SI PUNDAK TAK TERHINGGA..



***
Ada suatu kerinduan yang mulai menyeruak dalam batinnya, ketika tanpa sadar ada yang telah hilang sepekan lebih dari tempat peraduannya. Ya...mentari itu memang sudah lama tak menampakkan batang hidungnya. Mengalah pada si mendung untuk menguasai bumi hingga pada akhirnya tiba giliran bulan untuk tampil memesona dalam gemerlap malam.
Itulah kisahnya, kisah bumi yang kerap dihiasi oleh cerahnya sinar mentari atau romantisme cahaya rembulan. Ia butuh keduanya, seisi bumi menginginkannya. Namun tidak bagi mentari dan rembulan, mereka sama-sama bersikukuh mengklaim salah satu mereka lebih dominan. Bumi dibuat gamang namun tetap enggan mempertegas, kini isinya acakadut tak karuan dibuat porak poranda akibat ulah mentari dan bulan.
***
Dua paragraf yang sudah lama singgah dalam notes-ku, yang aku sendiri lupa kapan menulisnya. Iya, kini aku ‘sok’ sibuk seolah berusaha berlari mengejar seberkas sinar yang menghalangi pandangku. Tapi nyatanya aku takkan pernah sampai. Ketika sinar itu kian dekat, maka ia kian meredup, membuatku beranggapan “Ah! Semuanya sudah selesai!”. Hingga kemudian aku berjalan santai dan jarakku dengan sinar kembali merenggang, dan lagi-lagi, sinar itu masih memancar, kian pekat.

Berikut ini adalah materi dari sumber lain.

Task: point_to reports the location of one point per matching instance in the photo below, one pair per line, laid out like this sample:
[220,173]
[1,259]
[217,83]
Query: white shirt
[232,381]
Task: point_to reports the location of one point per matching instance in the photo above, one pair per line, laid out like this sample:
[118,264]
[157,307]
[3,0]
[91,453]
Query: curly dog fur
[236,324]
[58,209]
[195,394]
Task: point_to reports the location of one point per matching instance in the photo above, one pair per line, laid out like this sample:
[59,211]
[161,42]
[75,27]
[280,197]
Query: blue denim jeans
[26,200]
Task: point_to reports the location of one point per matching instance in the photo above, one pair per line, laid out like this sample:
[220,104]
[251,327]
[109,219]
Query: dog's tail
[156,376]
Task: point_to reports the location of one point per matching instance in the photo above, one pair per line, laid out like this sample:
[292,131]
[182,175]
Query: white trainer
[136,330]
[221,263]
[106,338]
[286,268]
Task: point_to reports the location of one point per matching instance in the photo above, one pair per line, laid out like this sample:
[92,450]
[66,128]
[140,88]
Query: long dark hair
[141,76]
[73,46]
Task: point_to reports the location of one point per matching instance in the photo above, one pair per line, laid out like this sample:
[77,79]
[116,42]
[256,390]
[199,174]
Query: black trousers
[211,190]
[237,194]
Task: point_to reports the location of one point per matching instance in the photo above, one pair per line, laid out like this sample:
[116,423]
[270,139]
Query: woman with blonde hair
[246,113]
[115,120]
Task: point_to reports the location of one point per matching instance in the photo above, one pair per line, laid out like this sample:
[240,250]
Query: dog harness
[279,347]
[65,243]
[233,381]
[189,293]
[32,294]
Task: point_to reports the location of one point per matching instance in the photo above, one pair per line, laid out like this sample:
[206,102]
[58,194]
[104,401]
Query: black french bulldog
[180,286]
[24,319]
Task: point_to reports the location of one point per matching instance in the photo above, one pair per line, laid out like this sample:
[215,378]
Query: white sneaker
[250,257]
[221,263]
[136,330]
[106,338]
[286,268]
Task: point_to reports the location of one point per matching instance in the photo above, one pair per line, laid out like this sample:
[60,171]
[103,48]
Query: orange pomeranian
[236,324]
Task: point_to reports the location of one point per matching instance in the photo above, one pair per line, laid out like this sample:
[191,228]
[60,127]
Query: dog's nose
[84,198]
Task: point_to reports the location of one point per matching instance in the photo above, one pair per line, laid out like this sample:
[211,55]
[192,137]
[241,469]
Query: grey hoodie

Kau masih tak mengerti maksudku? Tak apa. Aku tak menuntut kau untuk mengerti, hanya sekedar kau baca saja aku sudah bersyukur, andai memang kau benar-benar melihatnya. Setidaknya kau kini tahu, aku sedang tidak baik-baik saja. Kalau kata sabar kelak akan mencapai garis finish, maka sabarku adalah yang paling pertama melewatinya. Sungguh aku butuh lebih dari itu. Bukan sekedar bualan yang tak berujung, atau sekedar eksistensi yang hanya menggebu di awal namun kemudian melipir perlahan. Dan bodohnya, angan itu selalu menujumu. Selalu.